The 62-year-old immunologist won the Popular Prize at the 10th European Inventor Awards in Paris yesterday, which he collected alongside Zhou’s widow Xiao Yi Sun.

The duo won a landslide victory in the awards – dubbed the Oscars of innovation – with nearly a third of the public vote.

Professor Frazer said: “Obviously it is a wonderful honour, because it recognises that the work has really made a difference.

“The award was done through a popular vote, which shows that there is an awareness of the vaccine and that the message has filtered through.”

The father-of-two said: “I would like to see what we have done be an example to young scientists, that you can do challenging research and even if you have setbacks, you can still reach your goal.

“It has been extraordinary for me to do this research and see the benefits within my lifetime.

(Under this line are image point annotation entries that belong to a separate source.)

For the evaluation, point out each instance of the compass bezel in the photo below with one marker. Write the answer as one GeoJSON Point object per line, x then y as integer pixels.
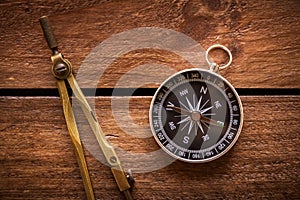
{"type": "Point", "coordinates": [236, 134]}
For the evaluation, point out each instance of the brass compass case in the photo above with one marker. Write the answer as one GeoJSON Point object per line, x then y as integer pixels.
{"type": "Point", "coordinates": [196, 115]}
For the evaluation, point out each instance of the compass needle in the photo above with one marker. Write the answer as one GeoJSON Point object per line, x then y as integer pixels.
{"type": "Point", "coordinates": [203, 103]}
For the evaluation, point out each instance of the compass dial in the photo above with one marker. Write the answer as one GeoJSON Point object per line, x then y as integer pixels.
{"type": "Point", "coordinates": [196, 115]}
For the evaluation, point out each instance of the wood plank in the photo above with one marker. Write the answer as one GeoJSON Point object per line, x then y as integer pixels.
{"type": "Point", "coordinates": [37, 159]}
{"type": "Point", "coordinates": [263, 37]}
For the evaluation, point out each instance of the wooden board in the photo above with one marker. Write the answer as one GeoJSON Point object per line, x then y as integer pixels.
{"type": "Point", "coordinates": [263, 37]}
{"type": "Point", "coordinates": [37, 159]}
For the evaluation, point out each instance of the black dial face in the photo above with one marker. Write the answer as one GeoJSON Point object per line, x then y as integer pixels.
{"type": "Point", "coordinates": [196, 116]}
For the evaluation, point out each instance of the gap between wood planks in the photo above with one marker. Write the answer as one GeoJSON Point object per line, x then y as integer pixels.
{"type": "Point", "coordinates": [140, 92]}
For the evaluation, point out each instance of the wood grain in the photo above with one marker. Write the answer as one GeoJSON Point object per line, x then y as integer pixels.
{"type": "Point", "coordinates": [38, 162]}
{"type": "Point", "coordinates": [263, 37]}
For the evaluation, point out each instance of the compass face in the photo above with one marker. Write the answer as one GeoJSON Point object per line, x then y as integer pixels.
{"type": "Point", "coordinates": [196, 115]}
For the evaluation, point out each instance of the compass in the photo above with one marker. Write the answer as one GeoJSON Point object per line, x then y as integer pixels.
{"type": "Point", "coordinates": [196, 115]}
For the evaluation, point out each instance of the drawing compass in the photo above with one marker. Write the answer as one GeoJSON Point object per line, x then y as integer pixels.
{"type": "Point", "coordinates": [62, 71]}
{"type": "Point", "coordinates": [196, 115]}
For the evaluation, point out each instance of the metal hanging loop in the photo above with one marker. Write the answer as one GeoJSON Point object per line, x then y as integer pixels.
{"type": "Point", "coordinates": [218, 46]}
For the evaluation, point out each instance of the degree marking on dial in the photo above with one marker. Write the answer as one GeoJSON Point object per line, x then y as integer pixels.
{"type": "Point", "coordinates": [233, 101]}
{"type": "Point", "coordinates": [204, 104]}
{"type": "Point", "coordinates": [190, 127]}
{"type": "Point", "coordinates": [189, 104]}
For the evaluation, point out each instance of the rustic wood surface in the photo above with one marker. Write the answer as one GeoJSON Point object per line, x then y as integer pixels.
{"type": "Point", "coordinates": [37, 160]}
{"type": "Point", "coordinates": [262, 35]}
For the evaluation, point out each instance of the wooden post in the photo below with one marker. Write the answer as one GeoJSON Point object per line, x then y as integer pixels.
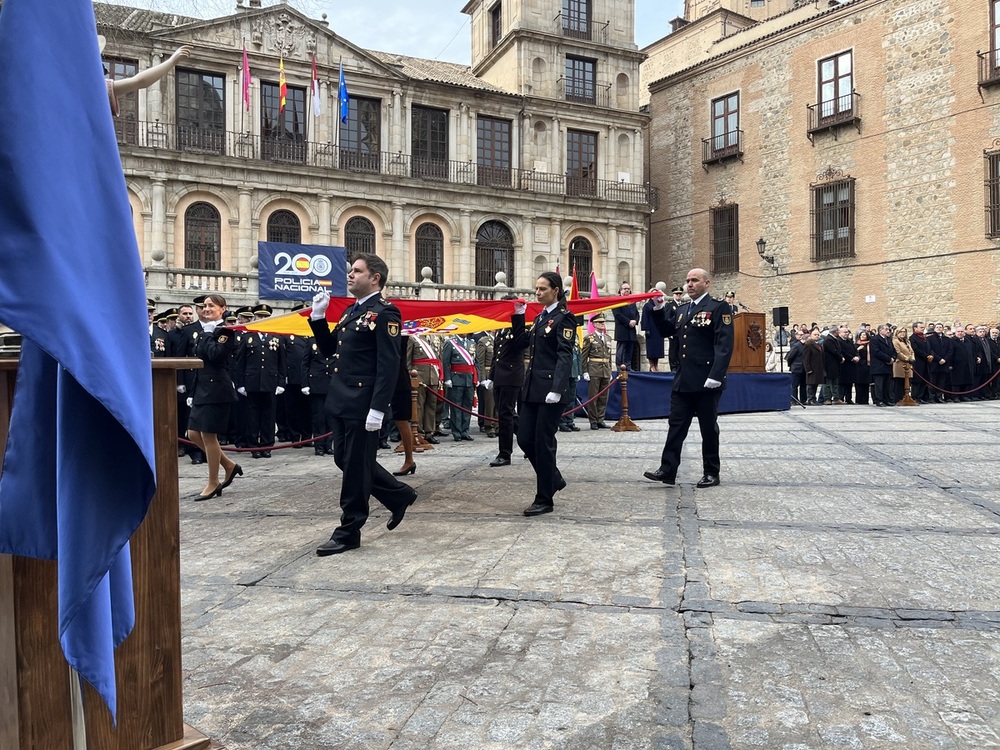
{"type": "Point", "coordinates": [624, 424]}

I mean, we did the research 25 years ago, and to be able to come along in 2015 and see the impact it has had.

“It has mostly wiped out the problem we were trying to fix.”

Prof Frazer is currently working on a vaccine for herpes and another treatment for non-melanoma cancer, which is a major disease in Australia where he now lives.

Collecting the award was a poignant moment for Prof Frazer without his research partner Dr Zhou, who died in 1999 from hepatitis.

Dr Zhou’s widow Xiao Yi Sun, a fellow researcher, collected the award.

She said: “If Jian could have seen how successful his work has become then it would have been great. Unfortunately that was not the case, so it has been a very emotional day for me.

“I am just very proud and I hope this will inspire young scientists.” The vaccine provides “hope and assurance” to millions of women, said Benoît Battistelli, president of the European Patent Office.

He told the awards ceremony: “Developing a vaccine has saved countless lives and also saved many women from a protracted and painful course of treatment, involving surgery and chemotherapy.

“The award shows how grateful people are to Ian Frazer and Jian Zhou for this pioneering invention.”

Prof Frazer became interested in science at an early age, studying at Robert Gordon’s College in Aberdeen before going on to Edinburgh University to read medicine. His interest in cervical cancer was influenced by his early studies in public health while at Edinburgh.

The World Health Organisation and public health officials in Australia, Canada, Europe and the US now recommend vaccination against HPV for young women aged nine to 25.

Prof Frazer also campaigned to ensure the vaccine was available to everyone so royalties have been waived on sales in 72 developing countries, where most deaths from cervical cancer occur due to lack of preventive diagnostics.